22 comments to Animal Shelters Run as Corporations

  • […] News and Views just uploaded a new excerpt, never before seen online, from “Little Boy […]

  • Wanda

    Smart advice Kim. Sharing!

  • Jodie

    I don’t understand how shelters could give away pets. They spend so much money caring for the pets in their care. It just makes sense that they charge fair market prices so they can stay in business.

  • Sheila

    Adopting from a shelter or rescue is so much cheaper than buying from a breeder. If you go to a good rescue or shelter, you know what you are getting. That is not always the case with a breeder. Some breeders operate as puppy mills. And stores are out of the question.

  • Carey

    Good ideas, and this makes absolute sense. We only get our pets from reputable shelters or rescues.

  • Debra

    I wish all shelters would operate this way. I will definitely look for this book.

  • Alice

    So many shelters that I have volunteered at don’t respect their volunteers, and sometimes managements just doesn’t know how to welcome customers.

  • Barry

    I checked out HWAC’ ACES program that you have mentioned before. I wish every animal shelter worker would take their FREE workshop.

  • Rena

    Our dogs are adopted, and I read your blog often and see you promote adoption. This is a valuable post.

  • Henry

    For the sake of all the shelter cats and dogs, we need to have our shelters and rescues follow this creed.

  • Belle

    Good post, and I will check out “Little Boy Blue.”

  • Irene

    Love your blog Michele! This is important. Thank you for sharing it. I will share too.

  • Caitlin

    Blue is one lucky dog. I read your other post. And this does make a lot of sense.

  • Linda

    I also think shelters and rescues should continue their vetting processes. All of my pets are free. I found them on the streets. It is very easy to find free cats. However, I do support my local shelter, and think they should charge. They have to charge. It is the only way to stay in business. They also need smart marketing plans.

  • Sue

    Great excerpt. $150 for a cat or even up to $300 for a dog is cheap compared to the ridiculous rates that breeders and stores charge. Plus, you never know what you are getting when you buy from a store. Most stores are puppy mills, and should be closed down. There are a few reputable breeders, but why support them when there are so many lovable cats and dogs in need of good homes at our local shelters and rescues.

  • Jane

    This is a smart post. I know someone who benefited from the ACES program that you have mentioned here and in the past. Thanks!

  • Karen

    I am going to order the book, and share it with my local shelter.

  • Nina

    Our local shelter would benefit by reading this book.

  • Olivia

    Good insight, and I know the ACES program at HWAC. So many people and pets would benefit.

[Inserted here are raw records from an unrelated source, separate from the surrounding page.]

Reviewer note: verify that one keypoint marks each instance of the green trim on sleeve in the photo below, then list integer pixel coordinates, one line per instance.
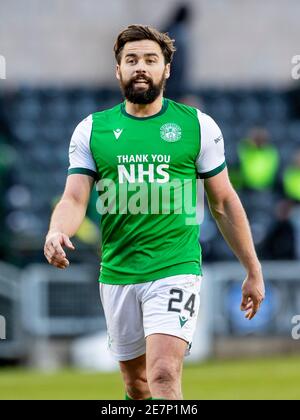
(213, 172)
(83, 171)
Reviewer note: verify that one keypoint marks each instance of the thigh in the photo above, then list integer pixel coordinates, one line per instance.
(171, 307)
(124, 320)
(165, 354)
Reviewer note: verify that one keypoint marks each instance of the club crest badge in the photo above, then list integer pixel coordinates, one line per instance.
(170, 132)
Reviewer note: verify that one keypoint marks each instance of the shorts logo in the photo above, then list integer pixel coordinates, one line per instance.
(182, 320)
(170, 132)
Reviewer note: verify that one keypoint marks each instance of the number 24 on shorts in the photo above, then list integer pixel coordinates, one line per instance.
(189, 305)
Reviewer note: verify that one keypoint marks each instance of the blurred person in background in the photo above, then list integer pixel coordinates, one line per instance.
(7, 159)
(179, 28)
(280, 243)
(259, 161)
(291, 189)
(151, 271)
(291, 179)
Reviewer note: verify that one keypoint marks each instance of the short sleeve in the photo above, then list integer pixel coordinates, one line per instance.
(80, 155)
(211, 159)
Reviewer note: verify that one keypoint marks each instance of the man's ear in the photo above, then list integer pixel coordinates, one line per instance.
(168, 70)
(118, 71)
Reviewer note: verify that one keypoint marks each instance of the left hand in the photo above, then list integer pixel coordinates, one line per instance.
(253, 293)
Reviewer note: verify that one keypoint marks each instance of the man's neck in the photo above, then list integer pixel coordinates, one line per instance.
(141, 111)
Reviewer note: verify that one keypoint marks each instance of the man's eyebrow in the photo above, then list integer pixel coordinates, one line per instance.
(146, 54)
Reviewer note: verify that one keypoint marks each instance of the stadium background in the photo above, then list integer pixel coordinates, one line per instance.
(237, 61)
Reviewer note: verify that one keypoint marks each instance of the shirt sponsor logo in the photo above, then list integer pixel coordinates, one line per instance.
(170, 132)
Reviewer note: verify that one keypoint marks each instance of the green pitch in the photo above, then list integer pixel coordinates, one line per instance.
(273, 378)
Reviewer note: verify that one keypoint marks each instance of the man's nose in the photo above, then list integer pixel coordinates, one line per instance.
(141, 67)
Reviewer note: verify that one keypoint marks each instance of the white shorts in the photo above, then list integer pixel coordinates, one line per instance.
(135, 311)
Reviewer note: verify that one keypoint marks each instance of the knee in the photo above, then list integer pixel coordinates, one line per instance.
(162, 374)
(137, 388)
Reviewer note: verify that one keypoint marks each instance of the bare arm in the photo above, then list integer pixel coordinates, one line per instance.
(230, 216)
(67, 218)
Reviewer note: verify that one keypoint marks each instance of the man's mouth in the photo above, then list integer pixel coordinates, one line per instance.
(141, 81)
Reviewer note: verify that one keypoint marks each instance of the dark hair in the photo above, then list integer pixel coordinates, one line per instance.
(141, 32)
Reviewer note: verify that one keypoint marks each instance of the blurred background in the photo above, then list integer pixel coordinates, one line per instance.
(237, 61)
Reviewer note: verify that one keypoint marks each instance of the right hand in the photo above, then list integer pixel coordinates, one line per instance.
(53, 249)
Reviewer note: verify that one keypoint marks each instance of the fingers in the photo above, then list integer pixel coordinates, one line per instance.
(68, 243)
(252, 309)
(244, 302)
(54, 252)
(55, 260)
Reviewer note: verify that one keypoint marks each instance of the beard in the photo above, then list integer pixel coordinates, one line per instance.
(141, 95)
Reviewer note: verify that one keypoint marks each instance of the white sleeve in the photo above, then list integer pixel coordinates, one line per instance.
(211, 159)
(80, 155)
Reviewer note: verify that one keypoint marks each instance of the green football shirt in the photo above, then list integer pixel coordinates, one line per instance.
(146, 171)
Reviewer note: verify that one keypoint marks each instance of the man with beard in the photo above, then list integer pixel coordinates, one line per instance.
(150, 272)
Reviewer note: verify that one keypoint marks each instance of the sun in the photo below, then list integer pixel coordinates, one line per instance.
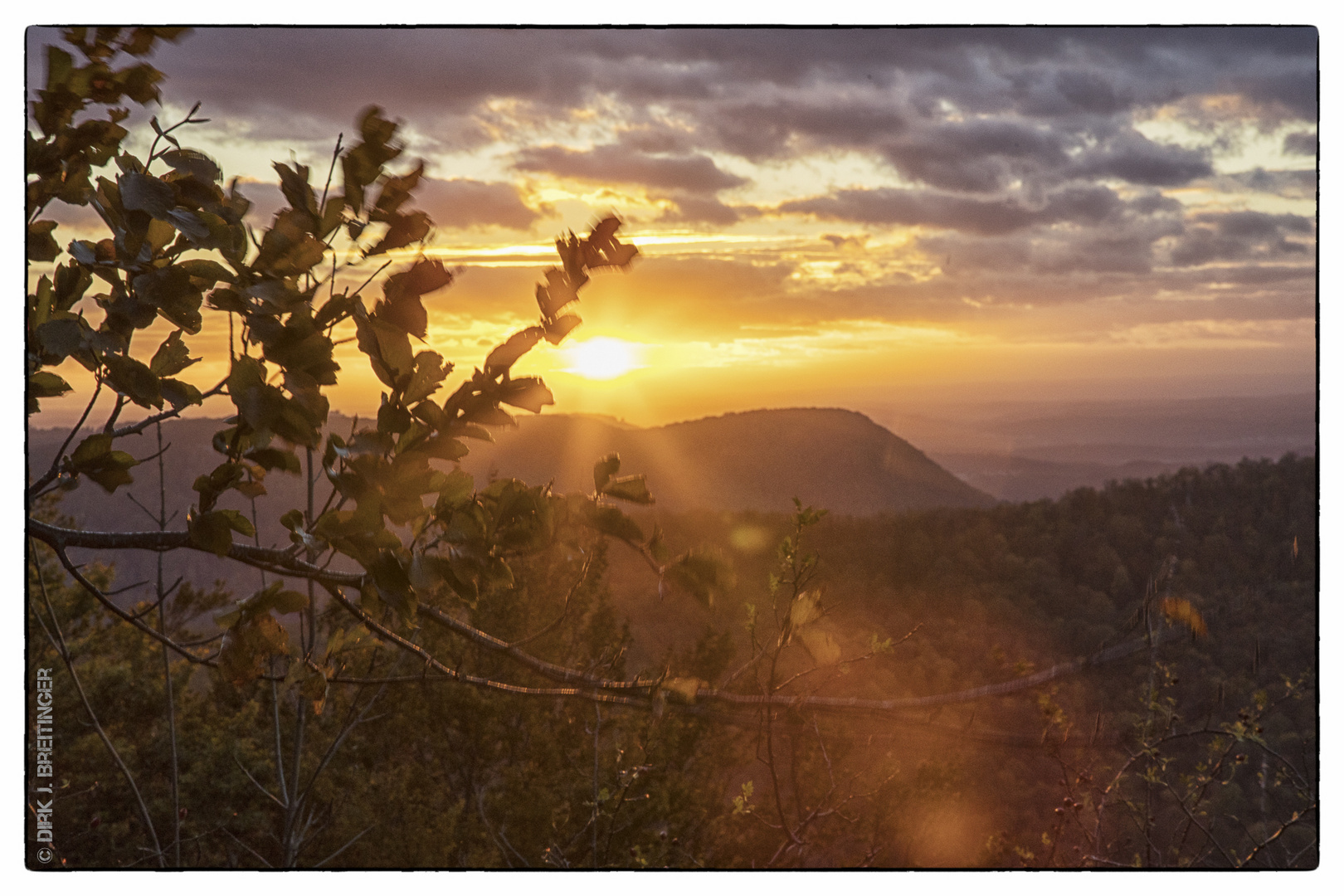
(601, 358)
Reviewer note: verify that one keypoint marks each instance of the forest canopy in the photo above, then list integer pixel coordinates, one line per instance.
(889, 691)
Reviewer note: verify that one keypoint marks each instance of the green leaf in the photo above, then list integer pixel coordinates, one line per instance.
(527, 392)
(401, 304)
(455, 490)
(387, 348)
(147, 193)
(806, 607)
(47, 384)
(704, 574)
(684, 689)
(515, 347)
(197, 164)
(95, 460)
(821, 645)
(210, 531)
(403, 231)
(42, 245)
(275, 460)
(179, 394)
(173, 356)
(605, 469)
(394, 586)
(561, 327)
(134, 381)
(657, 548)
(62, 336)
(296, 188)
(628, 488)
(207, 270)
(615, 523)
(429, 373)
(290, 601)
(91, 450)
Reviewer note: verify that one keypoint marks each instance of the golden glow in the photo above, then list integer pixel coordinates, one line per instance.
(601, 358)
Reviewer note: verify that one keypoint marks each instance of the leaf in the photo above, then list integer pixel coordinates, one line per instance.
(605, 469)
(557, 293)
(238, 523)
(207, 270)
(527, 392)
(134, 381)
(684, 689)
(47, 384)
(489, 416)
(173, 356)
(806, 607)
(401, 304)
(821, 645)
(62, 336)
(429, 373)
(42, 245)
(275, 460)
(210, 531)
(628, 488)
(290, 601)
(387, 348)
(561, 327)
(105, 466)
(396, 191)
(611, 522)
(147, 193)
(179, 394)
(394, 586)
(704, 574)
(405, 230)
(455, 490)
(515, 347)
(197, 164)
(293, 183)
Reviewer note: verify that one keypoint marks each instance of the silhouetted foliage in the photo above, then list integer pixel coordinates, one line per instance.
(435, 670)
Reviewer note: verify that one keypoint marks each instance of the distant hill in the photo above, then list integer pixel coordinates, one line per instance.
(752, 461)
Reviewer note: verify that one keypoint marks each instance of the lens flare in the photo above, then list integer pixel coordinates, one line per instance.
(601, 359)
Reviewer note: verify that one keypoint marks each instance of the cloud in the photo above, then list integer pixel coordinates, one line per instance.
(1242, 236)
(1082, 204)
(474, 203)
(1138, 160)
(1301, 143)
(621, 165)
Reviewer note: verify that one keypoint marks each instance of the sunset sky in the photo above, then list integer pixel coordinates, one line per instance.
(841, 218)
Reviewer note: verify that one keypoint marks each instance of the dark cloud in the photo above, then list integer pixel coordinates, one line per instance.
(450, 203)
(1301, 143)
(1082, 204)
(877, 77)
(474, 203)
(1242, 236)
(1138, 160)
(616, 164)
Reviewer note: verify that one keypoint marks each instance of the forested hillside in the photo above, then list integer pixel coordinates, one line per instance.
(1192, 750)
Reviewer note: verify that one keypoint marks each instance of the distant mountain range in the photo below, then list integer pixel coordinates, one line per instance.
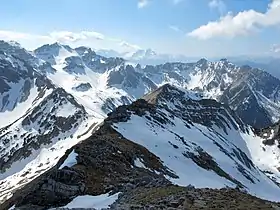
(73, 115)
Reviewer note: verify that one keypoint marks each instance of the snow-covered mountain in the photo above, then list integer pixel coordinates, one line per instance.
(184, 139)
(54, 97)
(110, 82)
(39, 119)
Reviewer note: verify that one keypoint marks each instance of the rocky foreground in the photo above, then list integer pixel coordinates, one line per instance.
(106, 164)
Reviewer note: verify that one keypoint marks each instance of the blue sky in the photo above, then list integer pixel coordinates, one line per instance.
(239, 27)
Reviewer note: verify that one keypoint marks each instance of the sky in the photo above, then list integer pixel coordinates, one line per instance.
(194, 28)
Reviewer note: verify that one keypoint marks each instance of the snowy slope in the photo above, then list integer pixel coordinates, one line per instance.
(39, 120)
(203, 142)
(35, 142)
(101, 84)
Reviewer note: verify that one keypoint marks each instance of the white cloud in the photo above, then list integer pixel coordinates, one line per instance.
(86, 38)
(219, 5)
(143, 3)
(175, 28)
(242, 23)
(177, 1)
(129, 46)
(67, 36)
(275, 48)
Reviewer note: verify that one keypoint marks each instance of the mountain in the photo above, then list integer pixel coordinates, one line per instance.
(269, 64)
(39, 119)
(58, 96)
(184, 139)
(95, 80)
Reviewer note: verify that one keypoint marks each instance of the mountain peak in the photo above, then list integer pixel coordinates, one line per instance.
(167, 92)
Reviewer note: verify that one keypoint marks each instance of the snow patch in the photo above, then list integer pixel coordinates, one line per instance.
(70, 161)
(97, 202)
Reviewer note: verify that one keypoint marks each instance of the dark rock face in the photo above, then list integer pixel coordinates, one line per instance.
(174, 197)
(83, 87)
(105, 163)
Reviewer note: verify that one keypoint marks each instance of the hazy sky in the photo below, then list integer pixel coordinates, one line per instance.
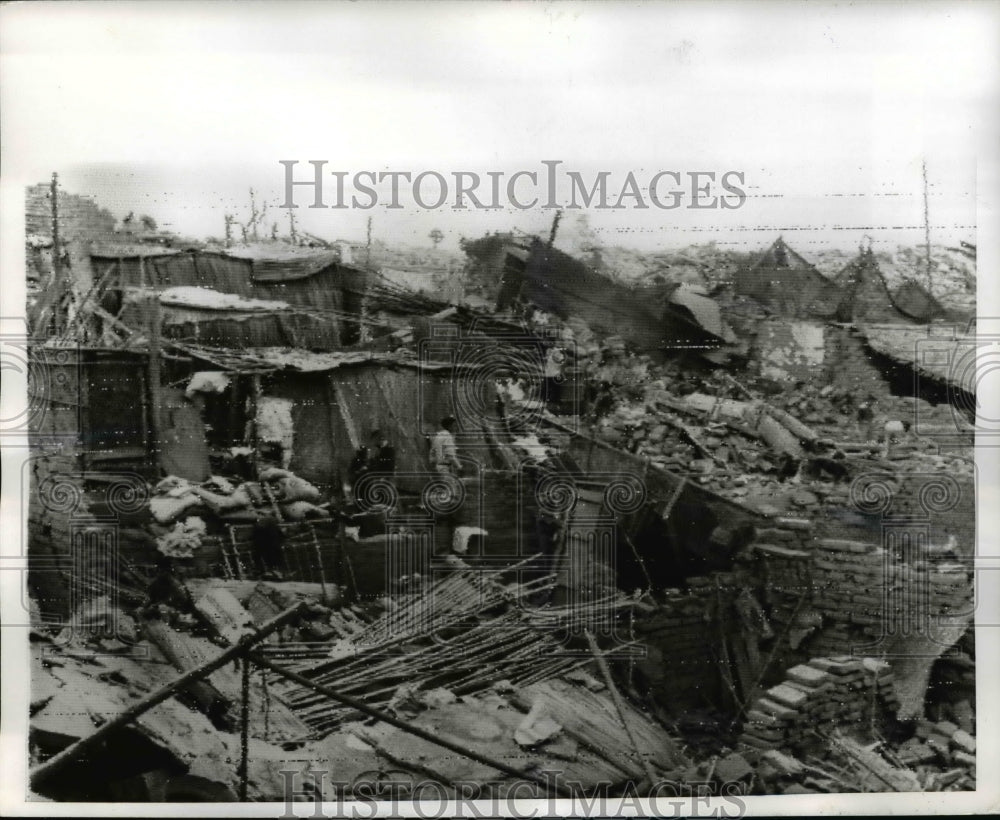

  • I am going to pick up a copy of this book. Thanks for calling it to my attention, Michele!

  • Rescue groups would be well-advised to follow a business model as well. I consult for a small rescue group in New Hampshire, which offers a free behavioral and training consultation to anyone who adopts one of their dogs. They are motivated, organized and committed to finding appropriate homes for pet dogs. They understand that in order to do the kind of work they want to do, making good placements and being their for their adopters and dogs, they have to run the organization like a business. I am proud to be associated with them, and was thrilled to move away from being discouraged with ‘rescue’.

  • Jessica Sala

    We only adopt from the shelter! Heard about this book through another blog and ordered it the other day! Hope it’s here in time to take on my beach vacation!